Yaşam Amacının Zevk Almaktan ve Mutluluktan İbaret Olduğunu Savunan Görüş: Hedonizm

Sözlük yazarı ''andrew'', Hedonizm ya da diğer adıyla Hazcılıktan bahsetmiş.
Yaşam Amacının Zevk Almaktan ve Mutluluktan İbaret Olduğunu Savunan Görüş: Hedonizm


"tanrı kesinlikle var olmalı. bunca yüksek düşünceli insan varolduğu kanısında olduğuna göre bu kesindir. ama o kadar meşgul olmalı ki koskoca evrende zamanının tamamını insanın mutluluğuna adadığını düşünmek saflık olur." böyle demiş i.ö. 4ncü yy da epiküros!

oysa elimizde tanrının elimize verdiği şahane bir araç var: haz duygumuz. bizi mutluluğa yönlendiren yaşamdan zevk almamızı sağlayan şahane bir aygıt. insana hazzı çok gören bir tanrı anlayışı ile beyinlerimizi yıkamaya çalışanlara kulak asmayın siz. onlar kendi menfaatleri, şefahatleri için yüzyıllar boyu insanları kandırıp kapalı kapalı ardında bedensel hazları için alemler düzenlediler.

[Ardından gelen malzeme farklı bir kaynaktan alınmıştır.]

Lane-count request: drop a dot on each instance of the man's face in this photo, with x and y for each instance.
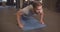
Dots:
(38, 8)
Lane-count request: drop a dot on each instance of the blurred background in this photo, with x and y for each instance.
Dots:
(8, 9)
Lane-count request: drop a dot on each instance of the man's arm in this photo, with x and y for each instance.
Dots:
(18, 15)
(41, 16)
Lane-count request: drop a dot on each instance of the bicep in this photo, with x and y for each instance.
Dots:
(19, 12)
(41, 11)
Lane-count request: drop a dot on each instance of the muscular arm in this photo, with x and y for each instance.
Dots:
(41, 16)
(18, 15)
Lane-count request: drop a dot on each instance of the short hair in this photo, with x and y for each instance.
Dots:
(36, 3)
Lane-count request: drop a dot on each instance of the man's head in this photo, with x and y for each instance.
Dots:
(37, 6)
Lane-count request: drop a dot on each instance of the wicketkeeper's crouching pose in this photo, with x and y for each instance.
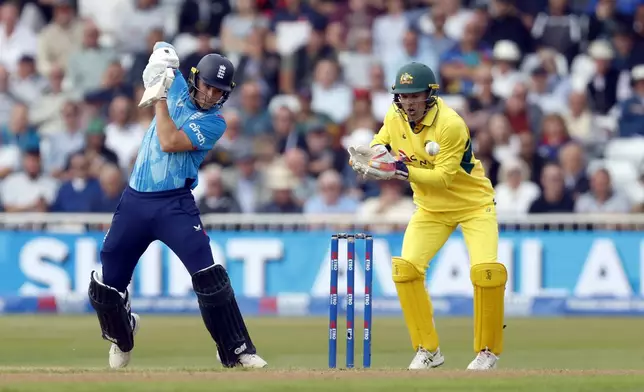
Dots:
(426, 143)
(158, 205)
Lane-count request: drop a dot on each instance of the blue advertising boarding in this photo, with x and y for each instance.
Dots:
(276, 272)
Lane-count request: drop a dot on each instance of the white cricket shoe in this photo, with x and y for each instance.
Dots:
(251, 361)
(119, 359)
(485, 360)
(426, 359)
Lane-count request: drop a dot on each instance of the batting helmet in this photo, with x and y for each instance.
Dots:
(216, 71)
(415, 78)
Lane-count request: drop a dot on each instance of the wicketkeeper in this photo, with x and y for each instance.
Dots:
(158, 205)
(433, 151)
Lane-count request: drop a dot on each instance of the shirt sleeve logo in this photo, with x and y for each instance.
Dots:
(197, 131)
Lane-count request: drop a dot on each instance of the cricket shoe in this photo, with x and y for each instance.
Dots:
(485, 360)
(250, 361)
(426, 359)
(118, 358)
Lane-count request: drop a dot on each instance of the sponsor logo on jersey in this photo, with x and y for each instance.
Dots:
(197, 131)
(195, 116)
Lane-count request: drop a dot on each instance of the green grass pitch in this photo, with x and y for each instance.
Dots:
(66, 354)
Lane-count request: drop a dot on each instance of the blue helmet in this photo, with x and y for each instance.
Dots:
(215, 70)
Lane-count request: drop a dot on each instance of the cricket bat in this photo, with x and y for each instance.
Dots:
(157, 91)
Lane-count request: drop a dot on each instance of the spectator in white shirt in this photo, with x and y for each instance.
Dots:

o halde bırakalım tanrıdan medet ummayı. keyfimize bakalım. dünya nimetlerini tadalım. ama tattıkça bir şeyin de farkına varmakta gecikmiyoruz. bilgisine varmadan yöneldiğimiz her uğraşı başta zevkli iken sonradan sıkıcı derken acı verici olmaya başlıyor. o zaman bir başka şahane aracın daha farkına varmamız gerekiyor. hedonizmi buraya kadar alanlar genellikle bu noktada saplanıp kalıyorlar. hazzı bilgi ile zenginleştirmenin yolunu bulamayanlar elbette kötü örnek oluşturuyor ve anti hedonist propogandanın malzemesi haline geliyorlar.


oysa hayır. hayatın gayesini zevk zannedenlerin beyinleri, midelerine inmiş değilir. tersine maddi zevkten başka zevklerin de olabileceğini en iyi onlar bilirler. açı doyurmanın, yetimi okşamanın, düşküne yardım etmenin de bir hazzı tatmin olduğunu da görürler. müziği gürültüden , mizahı kasıklar patlatayana kadar gülmekten , edebiyatı şehvet kokusundan ayırmayı en iyi bilenler yine onlardır.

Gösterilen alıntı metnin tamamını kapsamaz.